Wavelet transforms in speech recognition - draft

This post requires working code and I need to figure out how to use the transform. Work in progress.

Wavelets are an alternative to TF transforms. Since the issue in itself is broad and a lot of theory has been created around it, I will focus only on the simplest aspects of the topic, which may be a blunt simplification. The goal is to create working prototype in minimal effort and check the feasibility of the wavelet-based methods of feature extraction.

What is a wavelet?

Wavelets are functions that are used to obtain components of the signal of specific characteristics. They have the following properties:

$\int_{-\infty}^{\infty}\psi(t)dt = 0$ - they integrate to total zero
$\int_{-\infty}^{\infty} \psi(t) ^2dt < \infty$ - their power/energy is finite
- some variations normalize the wavelet to unit norm

Wavelet functions (usually designated by psi) are generally used in families, with several different wavelets obtained from a single mother wavelet through means of translation and dilation:

$\psi_{a,b}(t) = \frac{1}{\sqrt{a}} \psi(\frac{t - b}{a})$

The b factor is generally responsible for shifting the transform in time, so for simplicity, only a can be used as a “parameter”, which roughly corresponds to scaling the wavelet in frequency. Actually the continuous wavelet transform is expressed as:

$X_w(a, b) = \frac{1}{

^{1/2}} \int_{-\infty}^{\infty} x(t) \psi^{\ast} (\frac{t-b}{a}) dt$

Assuming constant a (as we analyze only a single frequency) and assuming that b is our position on a time of the signal, we may describe the equation above as convolution of some parameterised daughter wavelet with signal:

$ y(t) = \int_{-\infty}^{\infty} \psi(\tau) x(t - \tau) dt $

If causal, wavelets may be therefore described as IIR filters. Application of continuous wavelet transform produces some kind of “spectrogram”, where the bins are calculated using some subset of IIR filters (those which fulfill conditions imposed on wavelet functions).
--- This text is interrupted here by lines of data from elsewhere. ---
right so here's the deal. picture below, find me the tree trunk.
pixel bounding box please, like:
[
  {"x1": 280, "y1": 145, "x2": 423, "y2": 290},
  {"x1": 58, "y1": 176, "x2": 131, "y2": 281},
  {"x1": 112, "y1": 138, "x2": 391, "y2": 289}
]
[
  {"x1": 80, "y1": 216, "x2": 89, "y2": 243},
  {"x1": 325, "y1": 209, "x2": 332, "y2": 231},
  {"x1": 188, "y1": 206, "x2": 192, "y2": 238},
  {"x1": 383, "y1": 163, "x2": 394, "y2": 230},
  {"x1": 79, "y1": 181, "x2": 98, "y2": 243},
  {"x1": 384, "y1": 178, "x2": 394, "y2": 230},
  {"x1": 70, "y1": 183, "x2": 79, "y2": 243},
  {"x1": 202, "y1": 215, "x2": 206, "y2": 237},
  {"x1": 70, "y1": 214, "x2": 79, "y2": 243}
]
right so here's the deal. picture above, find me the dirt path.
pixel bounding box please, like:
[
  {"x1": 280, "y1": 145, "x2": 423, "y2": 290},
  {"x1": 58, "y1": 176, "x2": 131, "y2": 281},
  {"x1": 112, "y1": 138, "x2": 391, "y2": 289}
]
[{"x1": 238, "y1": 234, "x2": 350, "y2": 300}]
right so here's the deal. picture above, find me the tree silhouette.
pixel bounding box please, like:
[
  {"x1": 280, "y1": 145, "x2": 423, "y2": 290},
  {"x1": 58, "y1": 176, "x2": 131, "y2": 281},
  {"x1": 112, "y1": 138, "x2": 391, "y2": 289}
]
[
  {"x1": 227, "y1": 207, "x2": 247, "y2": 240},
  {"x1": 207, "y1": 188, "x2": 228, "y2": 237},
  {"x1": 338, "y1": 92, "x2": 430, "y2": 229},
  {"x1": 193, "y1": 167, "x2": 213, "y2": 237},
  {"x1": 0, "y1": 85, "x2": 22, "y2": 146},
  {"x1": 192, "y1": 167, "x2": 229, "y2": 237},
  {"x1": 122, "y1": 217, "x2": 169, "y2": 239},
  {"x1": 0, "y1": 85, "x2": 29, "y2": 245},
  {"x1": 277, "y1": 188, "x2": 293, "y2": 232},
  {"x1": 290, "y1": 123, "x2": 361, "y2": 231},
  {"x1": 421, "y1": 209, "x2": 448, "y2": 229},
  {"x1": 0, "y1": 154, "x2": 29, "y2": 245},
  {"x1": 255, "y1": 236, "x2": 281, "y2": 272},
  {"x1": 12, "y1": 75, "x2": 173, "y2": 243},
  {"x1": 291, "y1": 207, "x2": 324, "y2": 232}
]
In general, there is no single wavelet transform, rather each mother wavelet generates it’s own transform which slightly differs in properties. This may be analogous to how z-transform creates different time-frequency representation basing on the choice of z (or as we speak of continuous domain, s-transform would be more appropriate).

Why multiresolution?

Let’s assume we want to calculate wavelet transform over signal. Of course, as long as we do not use some esoteric computing technique, that signal is discretized and so should be the transform. First, we should assume some cut-off over the wavelet function (coming from quantization), which will then create finite signals used in convolution.

Such limited wavelets will have different length using therefore different windows over the signal. Situation is similar to that of DQT, where lower frequencies vary slowly over time and are smeared compared to higher frequencies. This however corresponds naturally to what is found in human hearing

temporal resolution is lower in lower frequencies as more time is needed to determine cyclicality of the signal.

While in theory the frequency can be scaled in any way, in practice the most common division used introduces geometric division of frequency space. (TODO: how and why is that?) However, since the wavelets may be scaled in anyway, one can obtain arbitrary trade-off between frequency and time resolution.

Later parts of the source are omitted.